光明の生活を伝えつなごう

発熱の文

発熱の文 13 至心に帰命す


法身 報身 応身の 聖き名に帰命し奉つる 三身即一に在ます最と尊とき唯一の如来よ 如来の在さざる処なきが故に 今現に此処に在ますことを信じて 一心に恭礼し奉つる 如来の威力と恩恵とに依て 活き働らき在ことを得たる我は 我身と心との総てを捧げて仕え奉らん 冀わくは一に光栄を現わすべき務を果す聖寵を垂れ給え


現代語訳

真実の心をもって〔如来さま〕に我身と心とのすべてを捧げてお仕えいたします。
 〔宇宙とそこに存在するすべての根源である〕産みの如来さま、〔智慧と慈悲の光明によって摂め取り活かしてくださる〕救い育ての如来さま、〔人の身をもって道を示すお釈迦さま、すなわち〕教えの如来さま、〔その三身の如来さまとすべての徳と不離である〕聖なるお名前〔南無阿弥陀仏〕にすべてを捧げてお仕えいたします。三身が一体でいらっしゃる、最も尊く、唯一の如来さまよ。如来さまの在さない処はないのですから、今現にここに在すことを信じて、一心につつしみ敬って礼拝いたします。
 如来さまの威力と恩恵とによって、私は〔肉体的にも霊的にも〕活き働らき存在することができているのですから、私の身と心とのすべてを捧げてお仕えいたします。ただ切に念願することは、〔如来さまの〕光明によって育まれたこの心の栄えを、ひたすら普段の〔行為と言葉によって〕現していくべき〔であると心得、そのような〕務を果すことができますように、聖なる恵みをお与えくださいませ。

出典

『礼拝儀』、『炎王光』二十三頁「献身」

掲載

機関誌ひかり第711号
編集室より
行者(この文を拝読する者)の発熱を促す経典や念仏者の法語をここで紹介していきます。
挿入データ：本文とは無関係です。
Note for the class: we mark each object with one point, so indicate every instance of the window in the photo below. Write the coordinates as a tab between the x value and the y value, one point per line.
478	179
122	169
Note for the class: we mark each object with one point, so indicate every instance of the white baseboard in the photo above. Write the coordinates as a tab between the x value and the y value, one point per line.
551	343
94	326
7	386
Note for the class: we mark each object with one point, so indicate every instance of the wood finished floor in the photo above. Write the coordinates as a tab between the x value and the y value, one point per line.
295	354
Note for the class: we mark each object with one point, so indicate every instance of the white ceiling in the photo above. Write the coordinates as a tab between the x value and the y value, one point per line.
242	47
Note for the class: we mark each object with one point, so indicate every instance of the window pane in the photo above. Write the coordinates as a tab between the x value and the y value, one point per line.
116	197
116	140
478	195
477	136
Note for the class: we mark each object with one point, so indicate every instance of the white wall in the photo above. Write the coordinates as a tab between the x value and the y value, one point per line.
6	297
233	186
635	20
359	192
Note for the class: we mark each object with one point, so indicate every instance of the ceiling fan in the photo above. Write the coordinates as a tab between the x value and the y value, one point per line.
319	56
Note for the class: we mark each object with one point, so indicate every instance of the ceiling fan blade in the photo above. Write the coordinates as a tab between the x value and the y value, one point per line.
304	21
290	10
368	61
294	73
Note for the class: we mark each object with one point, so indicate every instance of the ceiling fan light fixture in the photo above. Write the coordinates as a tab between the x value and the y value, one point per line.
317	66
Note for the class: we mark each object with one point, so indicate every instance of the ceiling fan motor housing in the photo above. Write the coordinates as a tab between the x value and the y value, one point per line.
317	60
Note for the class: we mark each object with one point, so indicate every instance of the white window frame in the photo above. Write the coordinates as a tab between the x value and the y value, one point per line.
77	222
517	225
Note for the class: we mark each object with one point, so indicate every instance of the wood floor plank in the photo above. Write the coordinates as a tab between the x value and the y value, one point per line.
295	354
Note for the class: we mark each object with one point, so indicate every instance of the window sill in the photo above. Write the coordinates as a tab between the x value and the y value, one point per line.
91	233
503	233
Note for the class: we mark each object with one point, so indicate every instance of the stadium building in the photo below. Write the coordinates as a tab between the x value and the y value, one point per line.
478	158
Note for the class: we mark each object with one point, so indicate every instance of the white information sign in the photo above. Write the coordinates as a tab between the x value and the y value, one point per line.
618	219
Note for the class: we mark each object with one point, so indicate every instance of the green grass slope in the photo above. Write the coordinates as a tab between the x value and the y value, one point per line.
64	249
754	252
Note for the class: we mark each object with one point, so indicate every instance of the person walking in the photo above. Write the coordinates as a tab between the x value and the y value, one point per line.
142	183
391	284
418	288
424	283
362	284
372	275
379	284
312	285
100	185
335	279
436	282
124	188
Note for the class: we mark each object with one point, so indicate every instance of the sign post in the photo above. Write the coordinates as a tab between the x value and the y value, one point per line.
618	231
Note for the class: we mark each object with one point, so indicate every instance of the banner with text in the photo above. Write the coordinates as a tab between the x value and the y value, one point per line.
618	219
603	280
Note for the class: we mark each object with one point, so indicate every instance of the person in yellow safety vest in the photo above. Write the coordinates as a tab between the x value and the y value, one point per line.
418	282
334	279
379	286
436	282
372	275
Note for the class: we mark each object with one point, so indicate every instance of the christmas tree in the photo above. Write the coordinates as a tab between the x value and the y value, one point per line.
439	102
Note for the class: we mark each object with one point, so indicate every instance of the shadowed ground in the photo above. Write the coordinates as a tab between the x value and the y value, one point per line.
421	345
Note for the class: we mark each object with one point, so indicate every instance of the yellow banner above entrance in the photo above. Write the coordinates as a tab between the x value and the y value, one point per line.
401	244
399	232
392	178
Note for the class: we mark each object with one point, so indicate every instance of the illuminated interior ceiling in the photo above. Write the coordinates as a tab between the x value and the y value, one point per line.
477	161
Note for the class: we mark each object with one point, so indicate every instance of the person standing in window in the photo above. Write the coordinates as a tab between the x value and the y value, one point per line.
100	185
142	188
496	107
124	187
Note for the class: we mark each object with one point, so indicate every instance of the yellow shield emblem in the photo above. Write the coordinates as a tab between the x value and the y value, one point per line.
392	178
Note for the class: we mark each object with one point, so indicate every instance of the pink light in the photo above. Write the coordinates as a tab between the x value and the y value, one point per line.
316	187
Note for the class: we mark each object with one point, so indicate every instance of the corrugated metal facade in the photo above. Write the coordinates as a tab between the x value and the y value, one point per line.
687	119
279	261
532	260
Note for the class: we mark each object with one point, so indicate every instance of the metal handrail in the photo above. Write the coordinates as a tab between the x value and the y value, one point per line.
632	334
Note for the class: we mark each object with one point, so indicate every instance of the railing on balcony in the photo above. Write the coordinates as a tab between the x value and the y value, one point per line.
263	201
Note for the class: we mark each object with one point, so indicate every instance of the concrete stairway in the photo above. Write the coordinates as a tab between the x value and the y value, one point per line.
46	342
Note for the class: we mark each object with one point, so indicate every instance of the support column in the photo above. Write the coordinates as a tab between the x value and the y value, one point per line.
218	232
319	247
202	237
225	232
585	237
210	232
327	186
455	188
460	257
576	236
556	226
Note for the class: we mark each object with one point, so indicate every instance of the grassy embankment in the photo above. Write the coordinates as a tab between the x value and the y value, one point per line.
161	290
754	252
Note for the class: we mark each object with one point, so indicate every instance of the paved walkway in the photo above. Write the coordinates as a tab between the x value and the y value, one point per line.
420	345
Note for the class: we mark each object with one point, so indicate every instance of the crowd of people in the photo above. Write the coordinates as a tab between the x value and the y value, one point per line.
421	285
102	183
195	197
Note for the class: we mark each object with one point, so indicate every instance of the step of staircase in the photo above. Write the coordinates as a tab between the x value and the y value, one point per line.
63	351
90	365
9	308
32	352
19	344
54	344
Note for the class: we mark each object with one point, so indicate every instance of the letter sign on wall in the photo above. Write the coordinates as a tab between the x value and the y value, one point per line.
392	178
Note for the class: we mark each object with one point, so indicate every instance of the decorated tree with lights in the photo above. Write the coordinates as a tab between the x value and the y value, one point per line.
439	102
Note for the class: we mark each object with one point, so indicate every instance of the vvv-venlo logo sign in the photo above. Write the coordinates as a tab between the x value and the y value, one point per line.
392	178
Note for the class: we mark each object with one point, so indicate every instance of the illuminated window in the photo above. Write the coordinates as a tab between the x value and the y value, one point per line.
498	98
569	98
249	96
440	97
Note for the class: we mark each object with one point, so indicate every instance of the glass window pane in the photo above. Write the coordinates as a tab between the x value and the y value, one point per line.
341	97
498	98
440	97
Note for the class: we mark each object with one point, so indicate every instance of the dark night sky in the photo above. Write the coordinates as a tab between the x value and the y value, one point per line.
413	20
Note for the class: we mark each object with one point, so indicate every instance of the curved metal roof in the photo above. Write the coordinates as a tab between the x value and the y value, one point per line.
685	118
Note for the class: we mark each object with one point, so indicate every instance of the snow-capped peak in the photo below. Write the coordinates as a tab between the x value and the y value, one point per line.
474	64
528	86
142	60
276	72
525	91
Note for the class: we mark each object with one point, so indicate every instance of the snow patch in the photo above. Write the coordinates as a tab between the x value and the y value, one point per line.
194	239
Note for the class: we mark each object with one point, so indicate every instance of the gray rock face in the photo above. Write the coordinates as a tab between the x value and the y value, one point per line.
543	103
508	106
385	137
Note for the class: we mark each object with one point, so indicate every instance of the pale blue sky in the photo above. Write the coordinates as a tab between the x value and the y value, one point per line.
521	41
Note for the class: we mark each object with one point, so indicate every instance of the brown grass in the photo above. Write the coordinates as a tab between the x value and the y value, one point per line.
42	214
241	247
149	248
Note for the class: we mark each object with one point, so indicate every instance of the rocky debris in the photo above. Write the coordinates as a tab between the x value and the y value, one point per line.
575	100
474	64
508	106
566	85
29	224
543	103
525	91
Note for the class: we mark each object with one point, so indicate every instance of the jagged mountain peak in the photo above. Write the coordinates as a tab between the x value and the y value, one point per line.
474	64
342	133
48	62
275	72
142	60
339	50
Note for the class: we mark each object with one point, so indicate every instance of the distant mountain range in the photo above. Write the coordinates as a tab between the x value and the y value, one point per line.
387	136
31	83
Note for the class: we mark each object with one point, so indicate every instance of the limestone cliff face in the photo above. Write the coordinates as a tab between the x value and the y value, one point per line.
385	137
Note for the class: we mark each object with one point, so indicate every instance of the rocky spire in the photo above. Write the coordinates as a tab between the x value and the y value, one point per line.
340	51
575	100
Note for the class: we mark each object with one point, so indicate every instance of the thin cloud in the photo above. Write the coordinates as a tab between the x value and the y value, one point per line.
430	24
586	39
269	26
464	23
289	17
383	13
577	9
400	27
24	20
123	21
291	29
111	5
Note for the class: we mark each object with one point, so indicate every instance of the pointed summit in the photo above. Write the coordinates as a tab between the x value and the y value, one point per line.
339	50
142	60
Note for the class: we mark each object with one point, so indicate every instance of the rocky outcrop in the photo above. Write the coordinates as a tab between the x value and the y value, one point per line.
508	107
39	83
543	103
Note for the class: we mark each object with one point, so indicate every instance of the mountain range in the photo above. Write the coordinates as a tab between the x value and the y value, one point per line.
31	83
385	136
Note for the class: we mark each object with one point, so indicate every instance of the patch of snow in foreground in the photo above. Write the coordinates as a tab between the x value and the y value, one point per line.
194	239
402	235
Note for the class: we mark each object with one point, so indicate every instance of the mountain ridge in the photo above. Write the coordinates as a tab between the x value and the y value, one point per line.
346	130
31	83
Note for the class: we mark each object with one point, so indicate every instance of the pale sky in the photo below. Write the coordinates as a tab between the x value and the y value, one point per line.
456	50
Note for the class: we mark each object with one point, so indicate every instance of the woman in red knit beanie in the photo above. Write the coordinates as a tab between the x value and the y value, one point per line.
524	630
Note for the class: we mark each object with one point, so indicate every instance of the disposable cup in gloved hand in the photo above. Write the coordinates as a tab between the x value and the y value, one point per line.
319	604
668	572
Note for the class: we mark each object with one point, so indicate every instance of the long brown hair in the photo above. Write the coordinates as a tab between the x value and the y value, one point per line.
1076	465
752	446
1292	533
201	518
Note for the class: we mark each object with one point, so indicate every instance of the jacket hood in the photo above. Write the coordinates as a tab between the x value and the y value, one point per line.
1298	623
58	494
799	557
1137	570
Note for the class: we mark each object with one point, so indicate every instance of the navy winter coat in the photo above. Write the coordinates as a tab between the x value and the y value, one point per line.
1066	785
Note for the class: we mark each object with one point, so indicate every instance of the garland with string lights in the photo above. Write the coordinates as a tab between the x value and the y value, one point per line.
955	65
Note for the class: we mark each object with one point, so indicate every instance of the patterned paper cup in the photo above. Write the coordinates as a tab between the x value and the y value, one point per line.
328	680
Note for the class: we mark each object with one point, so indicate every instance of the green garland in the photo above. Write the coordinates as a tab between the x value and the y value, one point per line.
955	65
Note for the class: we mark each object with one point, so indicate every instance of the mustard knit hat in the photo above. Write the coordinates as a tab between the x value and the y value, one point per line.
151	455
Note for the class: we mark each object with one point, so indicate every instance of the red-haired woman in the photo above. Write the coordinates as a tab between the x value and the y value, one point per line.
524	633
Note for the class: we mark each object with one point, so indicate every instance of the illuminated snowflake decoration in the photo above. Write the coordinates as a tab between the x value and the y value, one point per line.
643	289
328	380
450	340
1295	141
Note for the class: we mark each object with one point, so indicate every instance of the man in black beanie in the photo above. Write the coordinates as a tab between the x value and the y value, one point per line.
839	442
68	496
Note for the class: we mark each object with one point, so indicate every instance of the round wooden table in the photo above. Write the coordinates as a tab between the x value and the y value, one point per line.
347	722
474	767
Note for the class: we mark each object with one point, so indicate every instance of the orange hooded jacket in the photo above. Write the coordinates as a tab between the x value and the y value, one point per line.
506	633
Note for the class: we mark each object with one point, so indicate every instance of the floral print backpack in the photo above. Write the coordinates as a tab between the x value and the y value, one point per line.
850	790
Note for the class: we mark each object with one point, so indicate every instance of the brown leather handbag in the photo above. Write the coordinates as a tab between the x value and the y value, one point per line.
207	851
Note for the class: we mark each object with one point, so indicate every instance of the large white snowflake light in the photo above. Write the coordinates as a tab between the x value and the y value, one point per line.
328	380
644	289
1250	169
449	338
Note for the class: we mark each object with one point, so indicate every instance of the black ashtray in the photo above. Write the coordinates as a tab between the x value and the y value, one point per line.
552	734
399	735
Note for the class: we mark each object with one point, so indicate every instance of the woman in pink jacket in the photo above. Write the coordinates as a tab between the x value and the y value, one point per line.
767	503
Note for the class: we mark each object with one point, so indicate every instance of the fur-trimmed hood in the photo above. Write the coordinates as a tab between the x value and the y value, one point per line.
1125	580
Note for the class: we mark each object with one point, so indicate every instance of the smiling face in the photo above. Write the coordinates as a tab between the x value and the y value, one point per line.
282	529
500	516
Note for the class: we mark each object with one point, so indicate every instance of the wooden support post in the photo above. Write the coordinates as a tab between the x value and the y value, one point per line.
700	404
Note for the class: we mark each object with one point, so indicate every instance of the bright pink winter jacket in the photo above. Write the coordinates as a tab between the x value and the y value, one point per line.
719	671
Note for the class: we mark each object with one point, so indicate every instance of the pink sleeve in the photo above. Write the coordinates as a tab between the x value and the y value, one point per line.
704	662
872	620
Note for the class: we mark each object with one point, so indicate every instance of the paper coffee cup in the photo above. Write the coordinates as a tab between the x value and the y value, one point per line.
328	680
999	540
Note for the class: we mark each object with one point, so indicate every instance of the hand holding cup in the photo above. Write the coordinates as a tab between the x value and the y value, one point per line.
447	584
日々、お念仏をお唱えする際に拝読し、信仰の熱を高めて頂けたらと存じます。
現代語訳の凡例
文体は「です、ます」調に統一し、〔 〕を用いて編者が文字を補いました。直訳ではなくなるべく平易な文になるように心懸けました。
付記
タイトルの「発熱」は、次の善導大師の行状にも由来しています。「善導、堂に入りて則ち合掌胡跪し一心に念仏す。力竭きるに非ざれば休まず。乃ち寒冷に至るも亦た須くして汗を流す。この相状を以って至誠を表す。」